All forward-looking statements attributable to us are expressly qualified in their entirety by these and other factors. Readers are cautioned not to place undue reliance on these forward-looking statements, which speak only as of the date hereof. Except as required by law, the Company undertakes no obligation to update any forward-looking statements, whether as a result of new information, future events or otherwise.

ITEM 3.  QUANTITATIVE AND QUALITATIVE DISCLOSURES ABOUT MARKET RISK.

Not applicable to smaller reporting companies.

ITEM 4.  CONTROLS AND PROCEDURES

(a)  Disclosure Controls and Procedures
 
Disclosure controls and procedures are the Company’s controls and other procedures that are designed to ensure that information required to be disclosed in the reports that the Company files or submits under the Securities Exchange Act of 1934, as amended (the “Exchange Act”) is recorded, processed, summarized and reported within the time periods specified in the Securities and Exchange Commission’s rules and forms.

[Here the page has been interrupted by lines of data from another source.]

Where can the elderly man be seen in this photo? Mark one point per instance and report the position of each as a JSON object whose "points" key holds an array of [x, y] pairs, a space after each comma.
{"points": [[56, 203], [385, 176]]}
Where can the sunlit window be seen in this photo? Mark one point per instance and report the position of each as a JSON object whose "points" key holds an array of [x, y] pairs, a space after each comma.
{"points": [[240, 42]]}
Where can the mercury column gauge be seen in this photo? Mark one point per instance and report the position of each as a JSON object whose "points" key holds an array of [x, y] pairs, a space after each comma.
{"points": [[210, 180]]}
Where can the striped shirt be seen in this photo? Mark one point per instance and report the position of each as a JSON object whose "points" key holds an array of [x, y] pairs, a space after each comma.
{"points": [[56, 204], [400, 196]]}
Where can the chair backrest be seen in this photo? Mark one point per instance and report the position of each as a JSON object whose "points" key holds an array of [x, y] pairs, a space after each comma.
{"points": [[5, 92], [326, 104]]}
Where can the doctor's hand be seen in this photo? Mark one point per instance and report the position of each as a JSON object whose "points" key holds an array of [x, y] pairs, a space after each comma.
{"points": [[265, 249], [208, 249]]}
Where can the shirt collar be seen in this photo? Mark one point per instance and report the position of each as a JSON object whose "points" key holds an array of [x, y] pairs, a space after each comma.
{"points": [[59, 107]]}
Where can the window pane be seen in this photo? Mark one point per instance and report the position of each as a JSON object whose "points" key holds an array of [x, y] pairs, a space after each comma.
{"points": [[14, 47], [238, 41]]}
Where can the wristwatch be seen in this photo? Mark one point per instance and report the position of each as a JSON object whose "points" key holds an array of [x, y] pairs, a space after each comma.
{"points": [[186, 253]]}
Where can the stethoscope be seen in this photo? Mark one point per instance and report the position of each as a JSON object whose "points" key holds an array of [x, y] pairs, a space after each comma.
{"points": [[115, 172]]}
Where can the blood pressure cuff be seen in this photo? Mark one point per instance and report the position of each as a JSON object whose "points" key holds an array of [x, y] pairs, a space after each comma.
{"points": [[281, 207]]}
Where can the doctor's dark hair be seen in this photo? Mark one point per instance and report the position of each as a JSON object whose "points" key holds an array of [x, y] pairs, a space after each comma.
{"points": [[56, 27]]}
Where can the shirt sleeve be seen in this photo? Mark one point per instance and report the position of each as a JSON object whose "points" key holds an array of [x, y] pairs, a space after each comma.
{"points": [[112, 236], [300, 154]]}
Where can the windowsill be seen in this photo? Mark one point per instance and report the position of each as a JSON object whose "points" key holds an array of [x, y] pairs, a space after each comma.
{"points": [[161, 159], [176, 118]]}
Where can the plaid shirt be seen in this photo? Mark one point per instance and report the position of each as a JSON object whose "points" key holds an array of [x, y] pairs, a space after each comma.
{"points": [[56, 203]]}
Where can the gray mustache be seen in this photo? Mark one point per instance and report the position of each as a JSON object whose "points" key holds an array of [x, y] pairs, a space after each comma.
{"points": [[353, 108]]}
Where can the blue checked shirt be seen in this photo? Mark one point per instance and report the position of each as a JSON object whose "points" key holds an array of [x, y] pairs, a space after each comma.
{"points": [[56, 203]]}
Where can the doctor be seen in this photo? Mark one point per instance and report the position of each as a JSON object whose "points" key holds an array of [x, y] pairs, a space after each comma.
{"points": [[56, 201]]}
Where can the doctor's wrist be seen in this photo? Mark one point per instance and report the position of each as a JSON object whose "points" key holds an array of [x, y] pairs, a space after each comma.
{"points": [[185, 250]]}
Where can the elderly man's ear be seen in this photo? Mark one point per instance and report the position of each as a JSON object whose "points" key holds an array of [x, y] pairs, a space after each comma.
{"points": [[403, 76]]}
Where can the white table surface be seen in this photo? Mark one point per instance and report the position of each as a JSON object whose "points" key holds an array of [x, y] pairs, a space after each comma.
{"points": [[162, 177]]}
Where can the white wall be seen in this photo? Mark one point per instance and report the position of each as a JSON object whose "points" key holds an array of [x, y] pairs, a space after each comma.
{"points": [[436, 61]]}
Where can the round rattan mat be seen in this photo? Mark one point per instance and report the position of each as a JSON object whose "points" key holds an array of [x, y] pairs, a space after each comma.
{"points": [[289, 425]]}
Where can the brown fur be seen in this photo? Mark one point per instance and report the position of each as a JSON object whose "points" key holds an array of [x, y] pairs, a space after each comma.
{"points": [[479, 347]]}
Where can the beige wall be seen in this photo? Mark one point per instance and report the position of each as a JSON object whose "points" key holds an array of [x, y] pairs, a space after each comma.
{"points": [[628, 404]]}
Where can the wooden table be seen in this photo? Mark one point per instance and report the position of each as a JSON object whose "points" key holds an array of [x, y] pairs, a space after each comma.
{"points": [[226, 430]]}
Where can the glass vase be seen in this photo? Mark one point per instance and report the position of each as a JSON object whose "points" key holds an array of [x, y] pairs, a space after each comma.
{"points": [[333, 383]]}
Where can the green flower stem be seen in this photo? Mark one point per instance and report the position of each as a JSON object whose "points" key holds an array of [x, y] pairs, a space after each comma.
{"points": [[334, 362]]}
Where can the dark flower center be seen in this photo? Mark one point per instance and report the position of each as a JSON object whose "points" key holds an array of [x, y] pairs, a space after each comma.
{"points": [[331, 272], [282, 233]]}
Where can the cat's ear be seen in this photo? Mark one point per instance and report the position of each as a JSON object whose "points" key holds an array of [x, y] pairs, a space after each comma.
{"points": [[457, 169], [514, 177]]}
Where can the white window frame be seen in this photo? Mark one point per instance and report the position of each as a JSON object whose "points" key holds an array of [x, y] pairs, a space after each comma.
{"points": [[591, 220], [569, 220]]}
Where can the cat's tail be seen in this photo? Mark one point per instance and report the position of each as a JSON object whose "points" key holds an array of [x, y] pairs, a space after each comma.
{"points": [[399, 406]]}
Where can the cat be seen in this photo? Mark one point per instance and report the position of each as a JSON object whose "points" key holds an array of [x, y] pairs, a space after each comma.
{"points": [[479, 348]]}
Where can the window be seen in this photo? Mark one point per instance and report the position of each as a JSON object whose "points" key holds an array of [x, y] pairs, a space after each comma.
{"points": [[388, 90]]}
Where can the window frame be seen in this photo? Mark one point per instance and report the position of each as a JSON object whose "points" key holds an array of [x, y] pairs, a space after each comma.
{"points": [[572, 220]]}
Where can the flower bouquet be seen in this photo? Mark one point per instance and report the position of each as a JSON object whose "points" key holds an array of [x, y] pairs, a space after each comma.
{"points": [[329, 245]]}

Disclosure controls and procedures include, without limitation, controls and procedures designed to ensure that information required to be disclosed in the reports that the Company files under the Exchange Act is accumulated and communicated to management, including the Chief Executive Officer and Chief Financial Officer, as appropriate, to allow timely decisions regarding required disclosure. In designing and evaluating the disclosure controls and procedures, management recognizes that any controls and procedures, no matter how well designed and operated, can provide only reasonable assurance of achieving the desired control objectives. Due to the inherent limitations of control systems, not all misstatements may be detected. These inherent limitations include the realities that judgments in decision-making can be faulty and that breakdowns can occur because of a simple error or mistake. Additionally, controls can be circumvented by the individual acts of some persons, by collusion of two or more people, or by management override of the control. Controls and procedures can only provide reasonable, not absolute, assurance that the above objectives have been met.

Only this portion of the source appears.